Why collaboration, communication and engagement matter more than the tech itself
Here’s something we at Maynard Leigh have learned after years working in organisationals: if the team doesn’t change, the organisation doesn’t change.
AI might alter processes, but teams determine whether the transformation sticks. They’re the place where culture is lived, where behaviours collide, where resistance forms and where progress either accelerates or quietly dies.
Technology can optimise workflow, but it can’t make teams trust each other.
It can automate tasks, but it can’t help colleagues communicate with honesty.
It can analyse data, but it can’t create shared purpose or psychological safety.
Teams do that. And right now, AI is destabilising teams everywhere — not maliciously, but because change on this scale shifts relationships, roles, expectations and identity.
If you want real transformation, you have to help teams rebuild their cohesion.
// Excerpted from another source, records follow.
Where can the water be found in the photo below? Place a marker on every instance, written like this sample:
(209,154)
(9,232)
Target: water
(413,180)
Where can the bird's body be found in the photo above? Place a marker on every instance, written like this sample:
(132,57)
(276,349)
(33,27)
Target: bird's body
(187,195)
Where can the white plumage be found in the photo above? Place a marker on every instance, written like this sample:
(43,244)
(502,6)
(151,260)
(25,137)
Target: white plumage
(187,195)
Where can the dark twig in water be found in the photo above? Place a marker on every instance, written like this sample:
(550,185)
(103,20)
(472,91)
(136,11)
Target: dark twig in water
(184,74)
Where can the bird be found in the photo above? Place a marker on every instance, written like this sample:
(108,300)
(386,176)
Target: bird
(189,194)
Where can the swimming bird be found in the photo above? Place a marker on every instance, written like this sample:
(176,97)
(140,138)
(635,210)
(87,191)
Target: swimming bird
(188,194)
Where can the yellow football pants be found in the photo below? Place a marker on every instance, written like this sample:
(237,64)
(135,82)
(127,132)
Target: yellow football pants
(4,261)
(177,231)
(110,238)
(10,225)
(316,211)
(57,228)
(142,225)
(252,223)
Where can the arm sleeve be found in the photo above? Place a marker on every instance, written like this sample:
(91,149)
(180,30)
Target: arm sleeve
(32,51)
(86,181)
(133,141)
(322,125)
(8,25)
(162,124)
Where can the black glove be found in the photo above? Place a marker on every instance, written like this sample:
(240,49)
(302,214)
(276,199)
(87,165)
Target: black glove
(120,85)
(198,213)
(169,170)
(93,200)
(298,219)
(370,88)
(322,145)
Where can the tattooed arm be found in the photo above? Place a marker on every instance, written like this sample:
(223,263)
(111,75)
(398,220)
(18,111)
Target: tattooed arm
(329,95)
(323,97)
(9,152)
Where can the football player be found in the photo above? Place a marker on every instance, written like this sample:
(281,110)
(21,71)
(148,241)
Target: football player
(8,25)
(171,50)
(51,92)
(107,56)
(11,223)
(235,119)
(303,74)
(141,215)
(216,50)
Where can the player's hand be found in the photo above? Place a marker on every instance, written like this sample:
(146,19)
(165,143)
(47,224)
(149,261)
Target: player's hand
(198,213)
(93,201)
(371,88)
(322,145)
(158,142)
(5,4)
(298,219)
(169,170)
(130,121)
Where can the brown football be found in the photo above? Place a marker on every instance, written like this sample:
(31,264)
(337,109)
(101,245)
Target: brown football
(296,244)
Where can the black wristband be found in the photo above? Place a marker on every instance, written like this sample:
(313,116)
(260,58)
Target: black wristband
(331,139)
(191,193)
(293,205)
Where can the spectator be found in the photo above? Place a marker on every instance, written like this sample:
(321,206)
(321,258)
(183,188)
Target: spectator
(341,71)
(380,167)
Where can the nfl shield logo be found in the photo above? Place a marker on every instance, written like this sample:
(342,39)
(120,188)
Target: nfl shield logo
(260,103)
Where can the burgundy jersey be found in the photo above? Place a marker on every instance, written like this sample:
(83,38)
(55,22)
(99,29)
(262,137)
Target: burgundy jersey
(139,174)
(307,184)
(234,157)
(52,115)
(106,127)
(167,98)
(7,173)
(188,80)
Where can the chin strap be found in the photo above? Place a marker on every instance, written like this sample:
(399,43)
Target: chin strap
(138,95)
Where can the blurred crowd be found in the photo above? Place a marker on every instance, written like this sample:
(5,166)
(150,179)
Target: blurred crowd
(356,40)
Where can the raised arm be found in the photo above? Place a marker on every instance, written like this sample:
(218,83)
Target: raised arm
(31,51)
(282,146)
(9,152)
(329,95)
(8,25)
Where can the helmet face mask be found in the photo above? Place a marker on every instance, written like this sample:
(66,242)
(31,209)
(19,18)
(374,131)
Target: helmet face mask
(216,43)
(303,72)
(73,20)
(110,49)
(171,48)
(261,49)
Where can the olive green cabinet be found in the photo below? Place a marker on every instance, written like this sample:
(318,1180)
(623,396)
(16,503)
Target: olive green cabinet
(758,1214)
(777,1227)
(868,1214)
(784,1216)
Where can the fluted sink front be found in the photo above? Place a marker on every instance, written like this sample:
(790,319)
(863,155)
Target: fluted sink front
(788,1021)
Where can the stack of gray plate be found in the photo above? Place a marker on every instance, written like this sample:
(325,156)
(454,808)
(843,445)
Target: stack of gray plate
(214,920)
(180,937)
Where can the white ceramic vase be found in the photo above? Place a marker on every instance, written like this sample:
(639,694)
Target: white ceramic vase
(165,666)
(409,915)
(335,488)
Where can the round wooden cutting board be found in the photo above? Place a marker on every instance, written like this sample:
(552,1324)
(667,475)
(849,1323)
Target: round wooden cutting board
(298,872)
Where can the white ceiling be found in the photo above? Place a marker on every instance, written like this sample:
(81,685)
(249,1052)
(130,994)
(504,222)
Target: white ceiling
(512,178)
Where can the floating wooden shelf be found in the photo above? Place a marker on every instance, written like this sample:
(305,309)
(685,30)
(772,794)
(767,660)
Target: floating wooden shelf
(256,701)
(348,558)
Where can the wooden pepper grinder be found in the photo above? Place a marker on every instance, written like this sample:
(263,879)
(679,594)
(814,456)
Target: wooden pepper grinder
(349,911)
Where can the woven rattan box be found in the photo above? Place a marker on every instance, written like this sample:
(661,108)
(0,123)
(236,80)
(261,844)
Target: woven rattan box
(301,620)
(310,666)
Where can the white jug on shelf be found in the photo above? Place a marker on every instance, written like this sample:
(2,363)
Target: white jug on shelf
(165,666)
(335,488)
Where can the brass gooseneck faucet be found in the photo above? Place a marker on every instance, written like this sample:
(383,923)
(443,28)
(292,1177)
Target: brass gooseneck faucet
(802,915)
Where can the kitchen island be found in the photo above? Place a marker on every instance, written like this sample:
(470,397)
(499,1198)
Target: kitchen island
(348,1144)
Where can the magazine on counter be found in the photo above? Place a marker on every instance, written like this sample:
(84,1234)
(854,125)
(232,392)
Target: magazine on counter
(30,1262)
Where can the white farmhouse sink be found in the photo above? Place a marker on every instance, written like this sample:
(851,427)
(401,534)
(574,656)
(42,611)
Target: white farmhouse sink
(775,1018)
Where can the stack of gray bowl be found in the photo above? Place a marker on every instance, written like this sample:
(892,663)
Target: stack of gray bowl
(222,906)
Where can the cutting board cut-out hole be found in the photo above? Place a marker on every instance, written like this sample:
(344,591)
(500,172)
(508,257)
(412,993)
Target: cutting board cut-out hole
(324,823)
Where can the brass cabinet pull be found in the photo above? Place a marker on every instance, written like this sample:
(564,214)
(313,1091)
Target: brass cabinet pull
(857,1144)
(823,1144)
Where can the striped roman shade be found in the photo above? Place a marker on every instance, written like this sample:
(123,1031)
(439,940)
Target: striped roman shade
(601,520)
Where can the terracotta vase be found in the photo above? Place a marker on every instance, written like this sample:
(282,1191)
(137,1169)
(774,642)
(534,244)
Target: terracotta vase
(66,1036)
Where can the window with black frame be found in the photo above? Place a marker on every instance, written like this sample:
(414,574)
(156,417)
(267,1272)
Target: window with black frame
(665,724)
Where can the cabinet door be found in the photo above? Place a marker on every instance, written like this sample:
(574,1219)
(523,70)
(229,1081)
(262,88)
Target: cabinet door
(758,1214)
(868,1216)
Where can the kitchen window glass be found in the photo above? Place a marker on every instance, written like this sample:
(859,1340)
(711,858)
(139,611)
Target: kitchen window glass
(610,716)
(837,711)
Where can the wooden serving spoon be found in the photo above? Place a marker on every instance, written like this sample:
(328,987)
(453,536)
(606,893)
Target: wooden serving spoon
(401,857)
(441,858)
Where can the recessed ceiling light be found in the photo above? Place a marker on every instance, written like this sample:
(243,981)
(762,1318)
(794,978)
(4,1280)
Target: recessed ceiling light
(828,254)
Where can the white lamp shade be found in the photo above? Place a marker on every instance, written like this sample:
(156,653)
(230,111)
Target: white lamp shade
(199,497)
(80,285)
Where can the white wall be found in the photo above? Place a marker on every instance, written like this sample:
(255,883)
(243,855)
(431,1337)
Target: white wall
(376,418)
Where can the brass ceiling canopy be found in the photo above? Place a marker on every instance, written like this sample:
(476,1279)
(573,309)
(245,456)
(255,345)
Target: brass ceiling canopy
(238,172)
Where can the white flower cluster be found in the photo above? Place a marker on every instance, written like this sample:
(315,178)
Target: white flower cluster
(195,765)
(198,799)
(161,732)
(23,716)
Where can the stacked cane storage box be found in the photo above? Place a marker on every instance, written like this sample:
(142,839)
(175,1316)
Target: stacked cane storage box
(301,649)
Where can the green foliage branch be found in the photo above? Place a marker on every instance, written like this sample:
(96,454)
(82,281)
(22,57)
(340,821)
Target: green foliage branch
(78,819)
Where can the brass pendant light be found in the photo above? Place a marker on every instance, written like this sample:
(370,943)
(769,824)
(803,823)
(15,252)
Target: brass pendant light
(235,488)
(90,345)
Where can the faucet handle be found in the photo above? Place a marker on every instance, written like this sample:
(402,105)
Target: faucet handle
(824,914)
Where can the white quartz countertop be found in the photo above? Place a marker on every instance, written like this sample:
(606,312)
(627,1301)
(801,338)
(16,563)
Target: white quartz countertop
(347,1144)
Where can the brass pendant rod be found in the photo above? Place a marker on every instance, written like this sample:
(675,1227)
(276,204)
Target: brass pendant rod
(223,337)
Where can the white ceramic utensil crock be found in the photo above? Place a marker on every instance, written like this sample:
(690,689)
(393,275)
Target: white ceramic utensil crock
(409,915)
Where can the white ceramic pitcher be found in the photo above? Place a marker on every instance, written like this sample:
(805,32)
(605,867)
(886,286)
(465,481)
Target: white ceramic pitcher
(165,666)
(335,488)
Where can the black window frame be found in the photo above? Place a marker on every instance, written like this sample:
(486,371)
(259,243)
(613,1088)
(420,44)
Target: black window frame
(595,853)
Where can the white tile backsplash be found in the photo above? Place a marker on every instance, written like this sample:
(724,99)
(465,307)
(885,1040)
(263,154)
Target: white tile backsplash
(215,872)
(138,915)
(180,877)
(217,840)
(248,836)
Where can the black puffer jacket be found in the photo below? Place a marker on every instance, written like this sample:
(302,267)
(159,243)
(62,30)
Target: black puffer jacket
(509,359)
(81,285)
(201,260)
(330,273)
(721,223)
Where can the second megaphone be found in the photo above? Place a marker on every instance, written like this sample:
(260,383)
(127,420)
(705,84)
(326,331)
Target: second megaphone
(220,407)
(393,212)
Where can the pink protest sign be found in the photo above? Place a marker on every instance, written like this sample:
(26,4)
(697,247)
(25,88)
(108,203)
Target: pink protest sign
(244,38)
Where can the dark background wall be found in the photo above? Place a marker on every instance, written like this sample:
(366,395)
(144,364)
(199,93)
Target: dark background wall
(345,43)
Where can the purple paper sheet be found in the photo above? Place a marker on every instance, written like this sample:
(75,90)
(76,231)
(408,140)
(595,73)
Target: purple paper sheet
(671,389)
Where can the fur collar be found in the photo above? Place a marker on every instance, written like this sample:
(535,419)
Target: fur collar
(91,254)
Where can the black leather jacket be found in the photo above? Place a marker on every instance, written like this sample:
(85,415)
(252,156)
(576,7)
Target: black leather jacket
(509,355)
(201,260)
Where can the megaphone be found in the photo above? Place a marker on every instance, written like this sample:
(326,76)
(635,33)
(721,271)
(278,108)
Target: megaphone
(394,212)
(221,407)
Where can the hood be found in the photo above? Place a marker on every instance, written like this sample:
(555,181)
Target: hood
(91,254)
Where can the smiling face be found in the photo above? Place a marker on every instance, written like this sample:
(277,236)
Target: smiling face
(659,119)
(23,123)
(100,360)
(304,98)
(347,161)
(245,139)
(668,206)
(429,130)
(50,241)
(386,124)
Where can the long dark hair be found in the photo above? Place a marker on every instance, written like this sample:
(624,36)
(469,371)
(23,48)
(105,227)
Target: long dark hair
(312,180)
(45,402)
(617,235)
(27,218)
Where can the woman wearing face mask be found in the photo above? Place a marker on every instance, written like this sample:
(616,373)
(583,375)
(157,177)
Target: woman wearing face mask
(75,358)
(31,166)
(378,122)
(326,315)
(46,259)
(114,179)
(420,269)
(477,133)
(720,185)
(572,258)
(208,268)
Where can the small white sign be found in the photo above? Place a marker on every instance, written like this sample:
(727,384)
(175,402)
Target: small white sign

That happens best in person, where people can read each other’s energy, miscommunications can surface safely, and subtle behavioural patterns become visible.
In the programmes we run, the most powerful moments often come from simple human learning:
- A senior leader realising their team hears them entirely differently than intended
- A group uncovering the real sources of tension beneath the surface
- Individuals recognising how their behaviour shapes the whole system
- Teams rediscovering a sense of pride, ambition and shared vision
Teams need to be relational not transactional, connected not digitally linked, and they need to be both dynamic and decent.
AI transformation depends on teams that are aligned, connected and engaged. And those conditions are built by leaders — not assumed.
When the team transforms, the technology finally delivers its promise.